I’m working on a translation project … and the translation company gave us a excel spread sheet with a list of screen fields that need to be expanded.
This spread sheet uses the LENB function to calculate the length of the text that needs fit on the screen … and uses that calculated length to indicate how much the field needs to be expanded.
LENB is (supposed to be) aware of double byte & single byte character sets … unfortunately, it’s only aware of double byte characters when Japanese is the default language on your PC.
So, if Japanese IS the default language on your PC, and a character is double byte … it will return 2 as the length of the character. However, if Japanese is NOT the default language on your PC … it will return 1 as the length of a character.
There’s no warning about this potential discrepancy when you load the spread sheet … the only way I was able to find this out was to dig through the documentation.

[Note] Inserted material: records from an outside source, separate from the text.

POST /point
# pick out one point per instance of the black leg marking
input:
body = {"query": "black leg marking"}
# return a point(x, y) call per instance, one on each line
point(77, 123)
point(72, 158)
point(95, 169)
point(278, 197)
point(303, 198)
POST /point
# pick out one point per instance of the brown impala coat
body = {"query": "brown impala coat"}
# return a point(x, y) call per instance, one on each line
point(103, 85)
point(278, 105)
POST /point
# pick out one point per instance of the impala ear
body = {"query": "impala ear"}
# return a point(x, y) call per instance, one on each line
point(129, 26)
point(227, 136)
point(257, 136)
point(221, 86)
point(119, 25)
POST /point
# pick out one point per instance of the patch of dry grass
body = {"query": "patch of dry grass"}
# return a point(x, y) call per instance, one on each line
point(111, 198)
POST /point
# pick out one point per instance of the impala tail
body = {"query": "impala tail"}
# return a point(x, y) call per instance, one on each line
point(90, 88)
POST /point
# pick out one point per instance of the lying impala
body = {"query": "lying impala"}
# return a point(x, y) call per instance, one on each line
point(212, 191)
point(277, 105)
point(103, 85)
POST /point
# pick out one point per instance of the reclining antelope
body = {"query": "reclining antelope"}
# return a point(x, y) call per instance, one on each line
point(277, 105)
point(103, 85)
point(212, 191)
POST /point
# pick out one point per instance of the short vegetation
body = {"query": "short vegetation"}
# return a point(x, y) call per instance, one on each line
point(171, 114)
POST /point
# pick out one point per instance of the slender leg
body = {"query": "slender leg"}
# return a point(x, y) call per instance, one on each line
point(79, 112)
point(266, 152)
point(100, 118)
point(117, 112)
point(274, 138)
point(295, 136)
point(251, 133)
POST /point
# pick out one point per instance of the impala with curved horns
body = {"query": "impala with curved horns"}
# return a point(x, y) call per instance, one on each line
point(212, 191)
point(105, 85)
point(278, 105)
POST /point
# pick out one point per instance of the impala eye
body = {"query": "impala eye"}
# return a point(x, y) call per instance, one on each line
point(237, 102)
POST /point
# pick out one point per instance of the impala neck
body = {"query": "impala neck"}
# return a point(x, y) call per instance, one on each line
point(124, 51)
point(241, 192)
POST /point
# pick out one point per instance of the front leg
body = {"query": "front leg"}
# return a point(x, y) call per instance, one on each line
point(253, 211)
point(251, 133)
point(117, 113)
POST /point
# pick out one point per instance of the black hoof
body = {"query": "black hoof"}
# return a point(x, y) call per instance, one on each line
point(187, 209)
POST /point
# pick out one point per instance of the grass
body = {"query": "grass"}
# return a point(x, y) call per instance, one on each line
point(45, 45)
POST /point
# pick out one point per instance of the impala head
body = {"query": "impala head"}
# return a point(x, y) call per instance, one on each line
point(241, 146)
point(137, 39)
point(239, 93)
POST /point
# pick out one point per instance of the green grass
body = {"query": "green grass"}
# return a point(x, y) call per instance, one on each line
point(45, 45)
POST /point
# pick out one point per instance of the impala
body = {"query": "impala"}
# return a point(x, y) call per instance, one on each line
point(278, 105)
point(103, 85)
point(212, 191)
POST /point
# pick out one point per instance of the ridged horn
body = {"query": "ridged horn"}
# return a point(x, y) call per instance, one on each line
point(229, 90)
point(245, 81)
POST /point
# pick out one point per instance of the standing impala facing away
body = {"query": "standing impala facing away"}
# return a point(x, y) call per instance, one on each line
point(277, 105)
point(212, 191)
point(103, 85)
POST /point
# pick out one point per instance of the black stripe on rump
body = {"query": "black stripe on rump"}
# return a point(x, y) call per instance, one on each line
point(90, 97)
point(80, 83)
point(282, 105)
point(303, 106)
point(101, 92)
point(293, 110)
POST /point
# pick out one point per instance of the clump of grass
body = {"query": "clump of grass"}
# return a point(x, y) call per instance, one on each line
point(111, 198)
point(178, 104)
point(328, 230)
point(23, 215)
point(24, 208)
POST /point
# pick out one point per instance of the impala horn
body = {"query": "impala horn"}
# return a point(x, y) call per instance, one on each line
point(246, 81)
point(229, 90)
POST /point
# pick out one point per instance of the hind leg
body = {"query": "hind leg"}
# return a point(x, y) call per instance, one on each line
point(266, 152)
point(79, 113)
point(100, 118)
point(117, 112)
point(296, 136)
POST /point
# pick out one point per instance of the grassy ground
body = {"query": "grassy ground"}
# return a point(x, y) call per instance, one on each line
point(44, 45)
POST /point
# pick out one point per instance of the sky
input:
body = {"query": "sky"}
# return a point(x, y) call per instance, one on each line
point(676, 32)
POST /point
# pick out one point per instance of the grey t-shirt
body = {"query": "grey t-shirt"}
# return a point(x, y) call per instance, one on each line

As a result of this, I just spent a week and a half working on expanding fields … and it turns out that the size I expanded the fields to was incorrect … so those have to be redone … and the entries in the spread sheet that were less than 1 actually DO need to be expanded.
LENB is a totally brain dead and stupid function … there is NO situation where a calculation such as that should be effected by what the default language of the PC is. It should return the same value regardless of what machine it’s run on.
Turns out there are a bunch of functions that behave this way … FINDB, MIDB, LEFTB, MIDB, REPLACEB, RIGHTB, and SEARCHB.
A friend suggested that OpenOffice might be better … but, at least as far as I can see, OO doesn’t have functionality that’s aware of double byte characters.